Btw - In the absence of the forums yesterday, I sent you a message off-list, the gist of which was that I couldn't get your code not to work when testing against a simple server that belched out 1089 byte packets in response to anything. Made me wonder if the problem was in the thread code after all. Didn't test in max though, and I'm not sure of the effect of synchronizing on a maxobject instance would be (maybe mxj also makes synchronized calls on the instance?)

Quote: Is the second lock expensive? (A lot of tutorials and sample code will show how to use a feature without getting into relative expense of different approaches.)

AFAIK, the second lock is as expensive as the first (quite). In this case, the second lock is on the method, not the object or its members, so it offers no additional protection if that data is modified elsewhere.

If you only have a single worker thread now, this at least eliminates one source of contention. If the members you're changing are primitives, and you're relatively sure about there being clear circumstances about when they're read and written, you could make them volatile, which would guarantee atomicity. If there's likely to be contention over write access, you're best off using synchronised setter methods for all writes (hang the expense), which will synchronise (effectively) on the data in question.

--
O

maxmspjit

I tried to send this to the list on Friday, but I guess it got eaten by the forum switchover.

---

I haven't tried to run your code, but generally the point of moving I/O to a thread is so you don't need to sleep. You can just let your read() block that thread, and it will return whenever there is data, at which point you process it, and immediately read (and block) again.

Also my understanding is that since read is blocked, replyWaitCount will only increment when you do a read, so I'm not sure that construct is useful. If you want to know if you're timed out, you'll need a separate timer, or you'll need to set the socket to timeout whether it's received data or not (read up on SET_SO_TIMEOUT).

In your real code you may not ever be getting to execute IsValidResponse(buf) because TCP is a streaming protocol not a packet-based protocol. Your construct on lines 150-151 checks if there is at least packetsize data available, but only processes it if there is _exactly_ packetsize data available, which may not be the case. You will likely have to implement your own buffering to read a bunch of data, and once you have enough, pull a packet from it, saving any potential extra data to be used for the next packet. Actually you may be ok since you're specifying a buffer of the exact size of your packet, but I think you could still receive less. My point is that I don't think there's any requirement for read() to return a specific amount of data, so if you were hitting packetSize on each read() that would be more luck than anything.

When in doubt, break the conditions of your test statements out into their constituent parts and throw some traces in between.

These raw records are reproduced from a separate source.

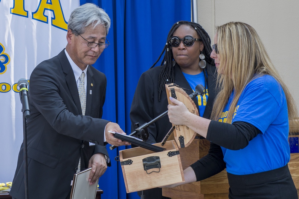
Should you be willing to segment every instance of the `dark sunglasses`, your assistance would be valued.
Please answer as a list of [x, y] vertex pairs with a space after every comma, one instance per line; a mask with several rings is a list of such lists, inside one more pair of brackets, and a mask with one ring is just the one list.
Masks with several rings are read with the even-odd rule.
[[181, 38], [177, 37], [176, 36], [174, 36], [171, 37], [169, 40], [169, 44], [173, 47], [177, 47], [181, 43], [181, 41], [183, 41], [183, 43], [186, 46], [191, 46], [194, 44], [194, 41], [201, 41], [202, 40], [200, 39], [196, 39], [193, 38], [192, 36], [187, 35], [185, 36], [183, 38]]
[[215, 53], [216, 53], [216, 54], [218, 54], [218, 47], [217, 47], [217, 44], [215, 44], [213, 45], [212, 46], [212, 50], [215, 50]]

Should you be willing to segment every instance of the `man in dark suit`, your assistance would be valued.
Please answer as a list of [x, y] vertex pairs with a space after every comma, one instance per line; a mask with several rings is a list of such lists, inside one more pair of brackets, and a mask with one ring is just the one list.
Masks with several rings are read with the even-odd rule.
[[[74, 174], [92, 167], [91, 184], [106, 171], [110, 163], [105, 143], [129, 144], [108, 132], [123, 132], [118, 124], [101, 119], [106, 79], [91, 65], [109, 45], [110, 25], [108, 15], [94, 4], [77, 8], [68, 22], [65, 49], [31, 74], [29, 198], [69, 198]], [[18, 199], [25, 198], [23, 147], [22, 144], [9, 194]]]

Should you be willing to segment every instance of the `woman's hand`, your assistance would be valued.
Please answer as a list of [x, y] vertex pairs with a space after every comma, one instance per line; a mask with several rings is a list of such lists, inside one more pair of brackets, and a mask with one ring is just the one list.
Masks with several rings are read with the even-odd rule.
[[179, 185], [196, 181], [196, 176], [193, 169], [190, 167], [187, 167], [184, 170], [184, 177], [185, 181], [179, 182], [175, 184], [160, 187], [160, 188], [173, 188]]
[[188, 126], [190, 114], [192, 113], [189, 112], [185, 104], [171, 97], [169, 99], [172, 102], [176, 104], [168, 104], [167, 107], [169, 121], [173, 124]]
[[171, 97], [169, 99], [172, 102], [176, 104], [168, 104], [167, 106], [170, 122], [175, 125], [187, 126], [200, 135], [206, 138], [211, 121], [190, 112], [185, 104], [179, 100]]

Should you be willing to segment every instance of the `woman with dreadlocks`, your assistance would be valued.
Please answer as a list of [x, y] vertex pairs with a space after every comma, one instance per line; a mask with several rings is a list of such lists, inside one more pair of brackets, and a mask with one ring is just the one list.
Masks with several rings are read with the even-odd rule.
[[[130, 113], [132, 131], [135, 123], [148, 122], [167, 110], [166, 84], [176, 84], [188, 95], [197, 84], [204, 86], [203, 96], [193, 100], [200, 116], [209, 118], [216, 95], [216, 69], [210, 57], [212, 51], [210, 37], [199, 24], [180, 21], [173, 26], [157, 61], [139, 79]], [[164, 52], [161, 65], [154, 67]], [[147, 142], [162, 142], [172, 127], [167, 115], [158, 120], [148, 127]], [[162, 196], [161, 188], [146, 190], [145, 195], [147, 198], [167, 198]]]
[[209, 152], [185, 169], [183, 183], [202, 180], [226, 166], [230, 199], [298, 198], [288, 166], [289, 121], [298, 117], [289, 91], [250, 26], [219, 26], [214, 43], [211, 57], [219, 92], [213, 120], [190, 114], [172, 98], [177, 105], [168, 105], [168, 115], [173, 124], [187, 126], [210, 141], [210, 152], [218, 146], [222, 158]]

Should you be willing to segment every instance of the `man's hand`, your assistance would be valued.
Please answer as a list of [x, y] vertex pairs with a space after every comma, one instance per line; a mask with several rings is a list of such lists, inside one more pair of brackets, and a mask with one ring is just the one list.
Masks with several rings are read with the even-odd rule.
[[88, 181], [89, 184], [94, 184], [97, 179], [102, 176], [107, 169], [105, 155], [103, 153], [96, 153], [91, 156], [88, 162], [88, 168], [91, 167]]
[[122, 141], [117, 138], [114, 138], [113, 135], [108, 132], [109, 131], [116, 132], [122, 134], [126, 134], [121, 129], [119, 126], [116, 123], [109, 122], [106, 125], [106, 141], [111, 145], [114, 145], [116, 146], [121, 146], [123, 145], [130, 145], [131, 144]]

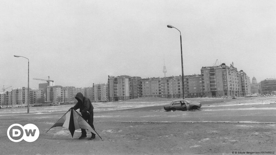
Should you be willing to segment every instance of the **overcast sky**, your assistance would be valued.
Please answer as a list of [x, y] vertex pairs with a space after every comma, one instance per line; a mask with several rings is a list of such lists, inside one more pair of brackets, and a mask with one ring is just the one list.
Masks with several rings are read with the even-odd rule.
[[[0, 0], [0, 88], [92, 87], [108, 75], [200, 74], [232, 62], [258, 82], [276, 75], [275, 0]], [[1, 90], [2, 91], [2, 90]]]

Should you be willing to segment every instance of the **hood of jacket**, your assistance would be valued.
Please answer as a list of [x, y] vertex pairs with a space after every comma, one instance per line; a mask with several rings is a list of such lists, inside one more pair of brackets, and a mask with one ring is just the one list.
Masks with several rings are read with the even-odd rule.
[[75, 97], [75, 98], [76, 99], [77, 99], [78, 101], [81, 101], [82, 102], [83, 101], [83, 94], [81, 93], [78, 93], [77, 94], [77, 95], [76, 95], [76, 97]]

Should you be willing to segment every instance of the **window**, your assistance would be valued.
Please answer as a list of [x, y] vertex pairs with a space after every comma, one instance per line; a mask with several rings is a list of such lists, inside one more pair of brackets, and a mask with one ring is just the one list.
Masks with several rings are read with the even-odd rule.
[[180, 101], [176, 101], [174, 103], [173, 103], [172, 105], [180, 105]]
[[211, 91], [216, 91], [216, 90], [217, 88], [211, 88]]

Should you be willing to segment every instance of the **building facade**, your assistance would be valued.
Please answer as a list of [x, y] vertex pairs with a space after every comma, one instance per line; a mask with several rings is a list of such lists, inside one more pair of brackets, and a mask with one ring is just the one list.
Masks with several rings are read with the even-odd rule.
[[255, 77], [252, 78], [252, 83], [251, 83], [251, 93], [252, 94], [259, 93], [259, 84]]
[[249, 77], [238, 71], [233, 63], [202, 67], [201, 69], [203, 96], [220, 97], [245, 96], [251, 93]]
[[267, 78], [261, 81], [260, 85], [262, 95], [271, 95], [276, 91], [276, 79]]
[[94, 101], [109, 101], [107, 84], [94, 84]]
[[22, 105], [28, 104], [28, 88], [24, 87], [14, 88], [11, 91], [12, 94], [12, 104]]
[[129, 82], [131, 79], [130, 76], [127, 75], [108, 76], [107, 84], [110, 101], [117, 101], [130, 98]]
[[131, 98], [138, 98], [141, 96], [140, 82], [139, 81], [141, 79], [139, 76], [131, 77], [129, 81], [129, 95]]

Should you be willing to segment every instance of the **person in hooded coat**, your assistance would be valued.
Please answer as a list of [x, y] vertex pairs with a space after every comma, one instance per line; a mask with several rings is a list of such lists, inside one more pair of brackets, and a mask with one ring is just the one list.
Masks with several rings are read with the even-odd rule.
[[[84, 97], [81, 93], [78, 93], [76, 95], [75, 98], [78, 100], [78, 103], [75, 106], [71, 108], [76, 110], [80, 108], [80, 112], [83, 118], [85, 120], [87, 120], [88, 123], [91, 126], [93, 129], [95, 129], [94, 125], [93, 125], [93, 107], [90, 100], [88, 98]], [[69, 109], [70, 110], [70, 109]], [[86, 131], [85, 129], [81, 129], [81, 136], [79, 139], [84, 138], [87, 137]], [[95, 138], [96, 135], [94, 133], [91, 132], [92, 135], [90, 138], [90, 139]]]

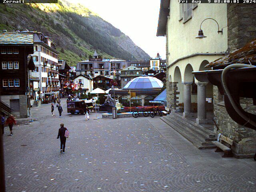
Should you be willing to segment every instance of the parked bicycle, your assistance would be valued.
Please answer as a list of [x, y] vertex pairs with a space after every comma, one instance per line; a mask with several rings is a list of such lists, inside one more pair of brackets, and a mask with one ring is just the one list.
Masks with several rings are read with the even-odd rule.
[[163, 112], [161, 110], [160, 110], [158, 108], [154, 108], [152, 109], [151, 111], [149, 112], [149, 115], [152, 118], [154, 117], [157, 113], [158, 113], [159, 115], [161, 116], [163, 116]]
[[141, 114], [143, 114], [143, 116], [144, 117], [147, 117], [148, 116], [148, 112], [145, 111], [144, 108], [136, 108], [137, 110], [134, 111], [132, 112], [132, 116], [134, 118], [137, 118], [137, 117], [140, 116]]

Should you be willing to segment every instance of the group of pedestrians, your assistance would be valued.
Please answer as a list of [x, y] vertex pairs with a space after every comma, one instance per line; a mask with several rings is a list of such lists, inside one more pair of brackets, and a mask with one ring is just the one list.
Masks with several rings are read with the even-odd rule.
[[10, 136], [12, 136], [13, 134], [12, 133], [12, 127], [13, 127], [14, 124], [16, 125], [17, 123], [16, 122], [16, 120], [14, 118], [14, 117], [12, 114], [10, 115], [7, 118], [6, 121], [5, 120], [5, 119], [3, 116], [1, 114], [0, 114], [0, 120], [1, 120], [1, 123], [0, 124], [0, 128], [2, 131], [2, 135], [4, 135], [4, 124], [8, 125], [9, 126], [9, 128], [10, 129], [10, 134], [9, 135]]
[[[56, 100], [54, 99], [54, 104], [56, 103]], [[56, 107], [58, 108], [58, 110], [59, 112], [59, 114], [60, 115], [60, 118], [61, 118], [61, 114], [63, 111], [63, 110], [62, 109], [62, 107], [61, 106], [61, 105], [60, 104], [60, 98], [57, 98], [57, 105], [56, 105]], [[52, 104], [51, 106], [51, 112], [52, 112], [52, 116], [53, 117], [55, 115], [55, 114], [54, 113], [54, 105], [53, 103]]]

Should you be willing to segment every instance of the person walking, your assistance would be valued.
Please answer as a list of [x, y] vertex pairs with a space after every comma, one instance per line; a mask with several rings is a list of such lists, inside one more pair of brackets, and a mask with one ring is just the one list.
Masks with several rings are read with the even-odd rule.
[[58, 98], [57, 99], [57, 102], [59, 104], [59, 105], [60, 105], [60, 98]]
[[68, 130], [66, 128], [64, 127], [64, 124], [61, 123], [60, 128], [59, 129], [59, 132], [58, 134], [57, 138], [60, 139], [60, 152], [65, 153], [65, 146], [66, 145], [66, 138], [65, 136], [65, 133], [66, 130]]
[[54, 106], [53, 103], [52, 104], [52, 116], [53, 117], [55, 114], [53, 113], [53, 111], [54, 110]]
[[17, 124], [16, 123], [16, 120], [15, 120], [14, 117], [12, 115], [10, 115], [8, 117], [8, 118], [7, 118], [7, 119], [6, 119], [6, 124], [9, 126], [10, 131], [11, 132], [11, 134], [9, 135], [12, 136], [13, 134], [12, 127], [13, 126], [13, 124]]
[[5, 120], [1, 114], [0, 114], [0, 121], [1, 121], [0, 122], [0, 129], [1, 129], [2, 134], [3, 135], [4, 133], [4, 122]]
[[85, 120], [89, 120], [90, 119], [90, 117], [89, 116], [89, 112], [88, 112], [88, 110], [89, 109], [86, 107], [86, 112], [85, 113]]
[[62, 109], [62, 107], [60, 105], [60, 104], [59, 105], [59, 106], [58, 107], [58, 110], [59, 111], [59, 114], [60, 114], [60, 118], [61, 117], [61, 113], [62, 113], [62, 111], [63, 111], [63, 110]]

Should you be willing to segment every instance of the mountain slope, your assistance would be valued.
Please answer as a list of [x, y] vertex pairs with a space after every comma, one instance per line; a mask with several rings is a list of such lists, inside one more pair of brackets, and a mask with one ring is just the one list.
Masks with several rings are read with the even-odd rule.
[[80, 4], [1, 4], [0, 30], [36, 30], [57, 44], [59, 58], [71, 65], [94, 50], [104, 58], [144, 60], [150, 57], [127, 36]]

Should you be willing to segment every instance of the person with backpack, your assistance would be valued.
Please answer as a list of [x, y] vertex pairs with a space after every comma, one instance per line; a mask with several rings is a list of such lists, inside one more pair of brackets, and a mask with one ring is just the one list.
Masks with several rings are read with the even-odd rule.
[[0, 122], [0, 129], [1, 130], [2, 134], [4, 135], [4, 122], [5, 120], [1, 114], [0, 114], [0, 121], [1, 121]]
[[63, 110], [62, 109], [62, 107], [60, 105], [60, 104], [59, 105], [59, 106], [58, 107], [58, 110], [59, 111], [59, 114], [60, 114], [60, 118], [61, 117], [61, 113], [62, 113], [62, 111], [63, 111]]
[[64, 153], [66, 140], [66, 138], [68, 138], [69, 136], [69, 132], [66, 128], [64, 127], [64, 124], [61, 123], [60, 125], [60, 128], [59, 129], [59, 132], [57, 138], [60, 138], [60, 152]]
[[55, 114], [53, 113], [53, 111], [54, 110], [54, 106], [53, 104], [53, 103], [52, 104], [52, 116], [53, 117]]
[[6, 124], [9, 126], [10, 131], [11, 132], [11, 134], [9, 135], [12, 136], [13, 134], [12, 127], [13, 126], [13, 124], [15, 124], [16, 125], [17, 124], [14, 117], [12, 115], [10, 115], [8, 118], [7, 118], [7, 119], [6, 119]]

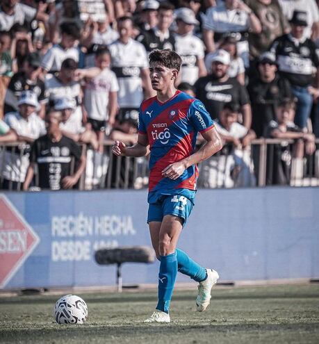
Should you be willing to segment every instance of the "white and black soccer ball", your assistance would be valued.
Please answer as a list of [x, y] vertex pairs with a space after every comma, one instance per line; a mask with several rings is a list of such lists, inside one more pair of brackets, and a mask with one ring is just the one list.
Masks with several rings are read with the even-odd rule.
[[88, 318], [88, 306], [76, 295], [65, 295], [56, 303], [54, 320], [58, 324], [83, 324]]

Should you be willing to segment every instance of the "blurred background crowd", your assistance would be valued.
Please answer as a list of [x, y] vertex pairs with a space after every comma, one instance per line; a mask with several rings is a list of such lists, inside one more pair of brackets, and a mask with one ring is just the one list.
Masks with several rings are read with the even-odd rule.
[[318, 2], [1, 0], [0, 188], [145, 187], [146, 160], [108, 147], [137, 138], [154, 49], [225, 144], [202, 186], [319, 178]]

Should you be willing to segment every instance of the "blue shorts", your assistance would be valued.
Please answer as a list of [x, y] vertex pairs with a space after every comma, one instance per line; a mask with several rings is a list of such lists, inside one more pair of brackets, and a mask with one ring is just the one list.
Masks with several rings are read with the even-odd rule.
[[165, 215], [173, 215], [183, 220], [184, 227], [193, 207], [193, 204], [184, 196], [163, 195], [156, 203], [149, 204], [147, 223], [152, 221], [161, 222]]

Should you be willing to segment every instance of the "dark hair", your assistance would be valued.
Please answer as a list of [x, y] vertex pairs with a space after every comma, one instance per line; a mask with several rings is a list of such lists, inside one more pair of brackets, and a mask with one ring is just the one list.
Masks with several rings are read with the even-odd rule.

Stuff like if(dataIn.read(buf) == kPacketSize) is nice and compact, but it makes it difficult to debug. try something like

int dataRead = dataIn.read(buf);
post("read " + dataRead + " bytes from the socket");
if (dataRead == kCmd20PacketSize) {
// ...
}

etc.

Let me know if that gets you any closer, it's just a shot in the dark.

Peter Castine

Status update: over the weekend I implemented the single-thread approach, peppered it with post()s, and sent the updated external to the developer who builds a Max/MSP/Jitter standalone with it and sends that to the hardware manufacturer in Switzerland who tests it with the one existing model of the hardware in the world.

I will probably not get feedback until Tuesday at the earliest. (There are more reasons for the very long delay, but that's an even longer story. It's not the way anyone really likes to test code.)

In the meantime I'll go through the logic with the replyWaitCount member. When I started working on this I was trying to avoid reading from a socket when I knew the read() method would block... there will be a pretty significant latency between sending a request and getting a response. I thought it would be more CPU-friendly to sleep() for a bit.